A somber dark fantasy that puts you on the margins, not the throne
The trailer wastes no time setting the tone. The world is steeped in ash, fog, and ruins, but it is not just another anonymous apocalyptic wasteland. You are not a prophesied hero or fated monarch. Instead, The Relic: First Guardian casts you as a restorer of memories and keeper of stories, someone who walks a forgotten land to recover the final traces of those who once lived there.
This premise immediately distinguishes it from many Soulslikes, which often treat environmental storytelling as subtext rather than your explicit role in the world. Here, the act of play is directly tied to recovering and preserving histories, manifested as Relics that hold the memories, emotions, and last wishes of the dead. It is closer in framing to God of War’s more character-focused approach, where every ruin and side path has a story thread waiting to be pulled, but filtered through a far bleaker lens.

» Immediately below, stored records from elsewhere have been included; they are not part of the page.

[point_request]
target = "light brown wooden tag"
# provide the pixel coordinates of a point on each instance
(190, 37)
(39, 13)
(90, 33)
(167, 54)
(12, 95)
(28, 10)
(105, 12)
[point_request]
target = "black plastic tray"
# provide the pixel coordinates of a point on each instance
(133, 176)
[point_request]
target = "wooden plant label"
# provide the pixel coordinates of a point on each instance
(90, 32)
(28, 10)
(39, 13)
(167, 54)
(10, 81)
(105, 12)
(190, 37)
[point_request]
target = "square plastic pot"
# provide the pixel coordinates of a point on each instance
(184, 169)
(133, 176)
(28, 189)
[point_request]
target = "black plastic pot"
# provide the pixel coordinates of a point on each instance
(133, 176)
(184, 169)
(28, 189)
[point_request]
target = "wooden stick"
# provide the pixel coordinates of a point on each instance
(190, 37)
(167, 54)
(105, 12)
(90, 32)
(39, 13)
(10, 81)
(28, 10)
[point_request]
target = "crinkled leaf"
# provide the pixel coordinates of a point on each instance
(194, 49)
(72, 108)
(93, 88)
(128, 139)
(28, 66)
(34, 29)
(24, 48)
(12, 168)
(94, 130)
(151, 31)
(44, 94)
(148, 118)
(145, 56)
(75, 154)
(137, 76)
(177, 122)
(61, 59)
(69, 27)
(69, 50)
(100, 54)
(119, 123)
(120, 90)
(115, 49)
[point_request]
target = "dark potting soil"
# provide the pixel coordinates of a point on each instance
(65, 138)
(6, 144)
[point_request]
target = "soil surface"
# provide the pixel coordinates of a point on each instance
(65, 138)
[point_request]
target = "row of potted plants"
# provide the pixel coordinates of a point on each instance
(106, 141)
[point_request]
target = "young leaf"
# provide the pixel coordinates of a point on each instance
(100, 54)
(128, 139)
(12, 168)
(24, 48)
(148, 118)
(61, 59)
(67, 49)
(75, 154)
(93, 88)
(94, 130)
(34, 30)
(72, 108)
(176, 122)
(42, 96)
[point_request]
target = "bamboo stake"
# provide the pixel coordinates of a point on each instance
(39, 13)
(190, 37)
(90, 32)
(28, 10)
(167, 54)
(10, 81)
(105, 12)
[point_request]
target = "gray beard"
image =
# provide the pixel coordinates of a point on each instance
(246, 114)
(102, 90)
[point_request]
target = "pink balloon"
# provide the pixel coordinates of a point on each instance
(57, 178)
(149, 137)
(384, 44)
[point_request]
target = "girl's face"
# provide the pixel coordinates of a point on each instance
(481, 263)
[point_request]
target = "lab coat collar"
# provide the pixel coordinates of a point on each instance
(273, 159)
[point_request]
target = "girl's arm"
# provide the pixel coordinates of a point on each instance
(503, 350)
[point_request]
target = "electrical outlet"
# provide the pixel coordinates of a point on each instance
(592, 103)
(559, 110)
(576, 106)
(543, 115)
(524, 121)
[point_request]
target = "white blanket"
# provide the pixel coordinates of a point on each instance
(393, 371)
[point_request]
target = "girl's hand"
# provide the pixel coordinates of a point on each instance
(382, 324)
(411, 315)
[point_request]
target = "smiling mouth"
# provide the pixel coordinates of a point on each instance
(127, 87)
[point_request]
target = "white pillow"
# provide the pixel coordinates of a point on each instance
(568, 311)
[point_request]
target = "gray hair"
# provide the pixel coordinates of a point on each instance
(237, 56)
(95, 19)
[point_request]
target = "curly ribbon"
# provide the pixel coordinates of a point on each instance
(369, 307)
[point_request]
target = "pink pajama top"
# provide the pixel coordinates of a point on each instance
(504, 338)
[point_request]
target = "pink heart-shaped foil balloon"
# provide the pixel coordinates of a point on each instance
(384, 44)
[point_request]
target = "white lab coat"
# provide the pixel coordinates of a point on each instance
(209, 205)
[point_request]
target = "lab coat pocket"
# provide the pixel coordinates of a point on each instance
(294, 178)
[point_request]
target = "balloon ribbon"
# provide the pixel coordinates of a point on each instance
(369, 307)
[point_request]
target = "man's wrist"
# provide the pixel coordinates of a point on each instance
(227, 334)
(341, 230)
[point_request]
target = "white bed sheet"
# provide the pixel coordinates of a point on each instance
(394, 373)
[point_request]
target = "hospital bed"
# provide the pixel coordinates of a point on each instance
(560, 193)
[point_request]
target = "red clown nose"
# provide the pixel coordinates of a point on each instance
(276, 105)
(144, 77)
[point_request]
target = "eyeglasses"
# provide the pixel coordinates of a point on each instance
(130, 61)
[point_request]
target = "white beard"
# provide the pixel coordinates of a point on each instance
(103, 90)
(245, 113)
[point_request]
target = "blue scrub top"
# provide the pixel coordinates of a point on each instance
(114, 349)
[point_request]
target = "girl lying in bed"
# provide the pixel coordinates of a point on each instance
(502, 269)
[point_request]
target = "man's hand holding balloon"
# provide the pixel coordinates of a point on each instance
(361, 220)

Visually, the trailer suggests a world that leans hard into melancholic beauty rather than pure grimdark. Crumbling castles loom over mist-shrouded lowlands. Fields of pale grass sway under a sky that seems permanently stuck at the edge of twilight. Boss arenas feel like shrines to forgotten tragedies, with massive, twisted creatures that look as much like cursed monuments as enemies. It is the kind of setting that begs for quiet moments between battles, even as the action itself stays front and center.
Combat that bends Soulslike rules without losing the tension
Most viewers will immediately spot the FromSoftware DNA in the combat footage. There are sweeping greatsword arcs, tight dodge windows, and punishing enemy strings that demand close attention. Yet hidden inside those familiar rhythms is one of The Relic: First Guardian’s boldest mechanical choices: stamina is reserved purely for survival.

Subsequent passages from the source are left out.